Test-retest reliability of 3D velocity-selective arterial spin labeling for detecting normal variations of cerebral blood flow

• Published in: NeuroImage (Orlando, Fla.) Vol. 271; p. 120039
• Main Authors: Xu, Feng, Liu, Dapeng, Zhu, Dan, Hillis, Argye E., Bakker, Arnold, Soldan, Anja, Albert, Marilyn S., Lin, Doris D.M., Qin, Qin
• Format: Journal Article
• Language: English
• Published: United States Elsevier Inc 01.05.2023; Elsevier Limited; Elsevier
• Subjects: Arteries; Between-subject variation; Blood flow; Blood pressure; Caffeine; Carbon dioxide; Cerebral blood flow; Cerebrovascular Circulation - physiology; Coefficients of variation; Hematocrit; Humans; Intraclass correlation coefficients; Magnetic resonance imaging; Magnetic Resonance Imaging - methods; Neuroimaging; Reproducibility of Results; Scanners; Spin labeling; Spin Labels; Substantia grisea; Test-retest reliability; Variation; Veins & arteries; Velocity; Velocity selective arterial spin labeling; Between-subject variation; Test-retest reliability; Cerebral blood flow; Coefficients of variation; Intraclass correlation coefficients; Velocity selective arterial spin labeling
• ISSN: 1053-8119; 1095-9572; 1095-9572
• DOI: 10.1016/j.neuroimage.2023.120039

•3D velocity selective inversion based arterial spin labeling (VSI-ASL) achieved high reliability during the test-retest CBF measurement for detecting between-subject variations among healthy subjects using absolute CBF.•3D VSI-ASL achieved high reliability during the test-retest CBF measurement for detecting between-region variations among healthy subjects using relative CBF.•Physiology parameters partially explained the variability of CBF across subjects.

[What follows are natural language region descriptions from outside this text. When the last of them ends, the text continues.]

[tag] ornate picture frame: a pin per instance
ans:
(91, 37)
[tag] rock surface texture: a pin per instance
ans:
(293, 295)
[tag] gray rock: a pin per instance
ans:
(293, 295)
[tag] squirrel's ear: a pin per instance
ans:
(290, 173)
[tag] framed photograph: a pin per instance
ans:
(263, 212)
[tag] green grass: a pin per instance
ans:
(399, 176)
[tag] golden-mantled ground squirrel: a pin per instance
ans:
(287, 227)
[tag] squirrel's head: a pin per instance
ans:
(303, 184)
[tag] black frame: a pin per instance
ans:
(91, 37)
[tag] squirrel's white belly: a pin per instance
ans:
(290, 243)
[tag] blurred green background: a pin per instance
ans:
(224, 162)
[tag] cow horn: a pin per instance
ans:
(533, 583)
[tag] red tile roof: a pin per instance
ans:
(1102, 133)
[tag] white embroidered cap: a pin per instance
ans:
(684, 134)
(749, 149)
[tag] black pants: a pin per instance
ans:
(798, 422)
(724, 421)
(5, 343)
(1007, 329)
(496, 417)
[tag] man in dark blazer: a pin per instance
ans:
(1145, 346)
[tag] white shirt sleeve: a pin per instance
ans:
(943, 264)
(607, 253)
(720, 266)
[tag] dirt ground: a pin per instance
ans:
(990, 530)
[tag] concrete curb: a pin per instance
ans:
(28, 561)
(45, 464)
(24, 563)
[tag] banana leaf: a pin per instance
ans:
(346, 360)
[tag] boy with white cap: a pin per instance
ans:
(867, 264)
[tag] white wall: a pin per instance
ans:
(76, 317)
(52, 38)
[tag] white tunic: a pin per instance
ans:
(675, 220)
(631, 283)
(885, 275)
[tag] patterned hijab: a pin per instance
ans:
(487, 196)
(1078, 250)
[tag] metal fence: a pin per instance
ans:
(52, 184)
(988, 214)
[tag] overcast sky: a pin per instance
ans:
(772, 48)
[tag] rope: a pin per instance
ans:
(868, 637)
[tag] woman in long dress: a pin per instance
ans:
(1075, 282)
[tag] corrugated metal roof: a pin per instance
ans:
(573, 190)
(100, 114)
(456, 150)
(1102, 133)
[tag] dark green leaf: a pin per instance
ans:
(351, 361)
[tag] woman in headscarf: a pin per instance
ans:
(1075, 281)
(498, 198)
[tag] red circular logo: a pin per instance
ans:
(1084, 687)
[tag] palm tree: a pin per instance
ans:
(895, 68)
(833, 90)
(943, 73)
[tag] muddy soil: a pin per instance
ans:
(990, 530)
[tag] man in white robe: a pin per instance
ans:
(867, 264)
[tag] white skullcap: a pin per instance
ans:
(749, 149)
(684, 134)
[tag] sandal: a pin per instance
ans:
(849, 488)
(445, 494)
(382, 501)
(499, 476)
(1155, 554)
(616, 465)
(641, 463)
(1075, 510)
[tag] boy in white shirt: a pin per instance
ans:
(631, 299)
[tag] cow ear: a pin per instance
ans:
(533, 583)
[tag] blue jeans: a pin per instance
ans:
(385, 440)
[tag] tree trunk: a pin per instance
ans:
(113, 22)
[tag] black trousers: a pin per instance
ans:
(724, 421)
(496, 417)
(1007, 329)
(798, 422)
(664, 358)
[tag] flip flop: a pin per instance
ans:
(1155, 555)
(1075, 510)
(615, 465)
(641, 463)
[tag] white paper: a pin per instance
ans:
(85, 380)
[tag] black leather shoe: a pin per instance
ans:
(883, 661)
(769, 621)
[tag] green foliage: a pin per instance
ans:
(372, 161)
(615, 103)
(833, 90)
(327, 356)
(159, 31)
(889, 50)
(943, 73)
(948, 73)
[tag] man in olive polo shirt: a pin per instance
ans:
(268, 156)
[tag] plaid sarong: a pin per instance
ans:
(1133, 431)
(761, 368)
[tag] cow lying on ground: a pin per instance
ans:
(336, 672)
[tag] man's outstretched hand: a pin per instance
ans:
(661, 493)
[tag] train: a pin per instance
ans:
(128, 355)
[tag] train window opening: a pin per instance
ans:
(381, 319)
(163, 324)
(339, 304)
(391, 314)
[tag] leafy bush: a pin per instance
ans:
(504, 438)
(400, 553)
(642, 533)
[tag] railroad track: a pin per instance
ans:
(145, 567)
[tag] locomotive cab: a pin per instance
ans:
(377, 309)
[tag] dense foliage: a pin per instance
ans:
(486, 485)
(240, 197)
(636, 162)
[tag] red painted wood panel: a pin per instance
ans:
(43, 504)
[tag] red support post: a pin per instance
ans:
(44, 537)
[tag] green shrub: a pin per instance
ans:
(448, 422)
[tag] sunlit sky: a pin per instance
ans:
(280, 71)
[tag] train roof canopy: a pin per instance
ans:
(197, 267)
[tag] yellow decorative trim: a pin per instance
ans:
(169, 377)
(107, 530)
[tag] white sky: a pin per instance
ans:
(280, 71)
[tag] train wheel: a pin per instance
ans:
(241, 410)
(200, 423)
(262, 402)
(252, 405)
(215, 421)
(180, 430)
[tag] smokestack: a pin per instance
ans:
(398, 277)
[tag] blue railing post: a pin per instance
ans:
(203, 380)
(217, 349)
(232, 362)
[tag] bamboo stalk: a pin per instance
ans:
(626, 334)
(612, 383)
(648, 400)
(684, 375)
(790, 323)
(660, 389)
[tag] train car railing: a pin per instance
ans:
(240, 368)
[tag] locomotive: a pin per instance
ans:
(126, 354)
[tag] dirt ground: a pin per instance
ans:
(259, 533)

Velocity-selective inversion (VSI) based velocity-selective arterial spin labeling (VSASL) has been developed to measure cerebral blood flow (CBF) with low susceptibility to the prolonged arterial transit time and high sensitivity to brain perfusion signal. The purpose of this magnetic resonance imaging study is to evaluate the test-retest reliability of a VSI-prepared 3D VSASL protocol with whole-brain coverage to detect baseline CBF variations among cognitively normal participants in different brain regions. Coefficients of variation (CoV) of both absolute and relative CBF across scans or sessions, subjects, and gray matter regions were calculated, and corresponding intraclass correlation coefficients (ICC) were computed. The higher between-subject CoV of absolute CBF (13.4 ± 2.0%) over within-subject CoV (within-session: 3.8 ± 1.1%; between-session: 4.9 ± 0.9%) yielded moderate to excellent ICC (within-session: 0.88±0.08; between-session: 0.77±0.14) to detect normal variations of individual CBF. The higher between-region CoV of relative CBF (11.4 ± 3.0%) over within-region CoV (within-session: 2.3 ± 0.9%; between-session: 3.3 ± 1.0%) yielded excellent ICC (within-session: 0.92±0.06; between-session: 0.85±0.12) to detect normal variations of regional CBF. Age, blood pressure, end-tidal CO2, and hematocrit partially explained the variability of CBF across subjects. Together these results show excellent test-retest reliability of VSASL to detect both between-subject and between-region variations supporting its clinical utility.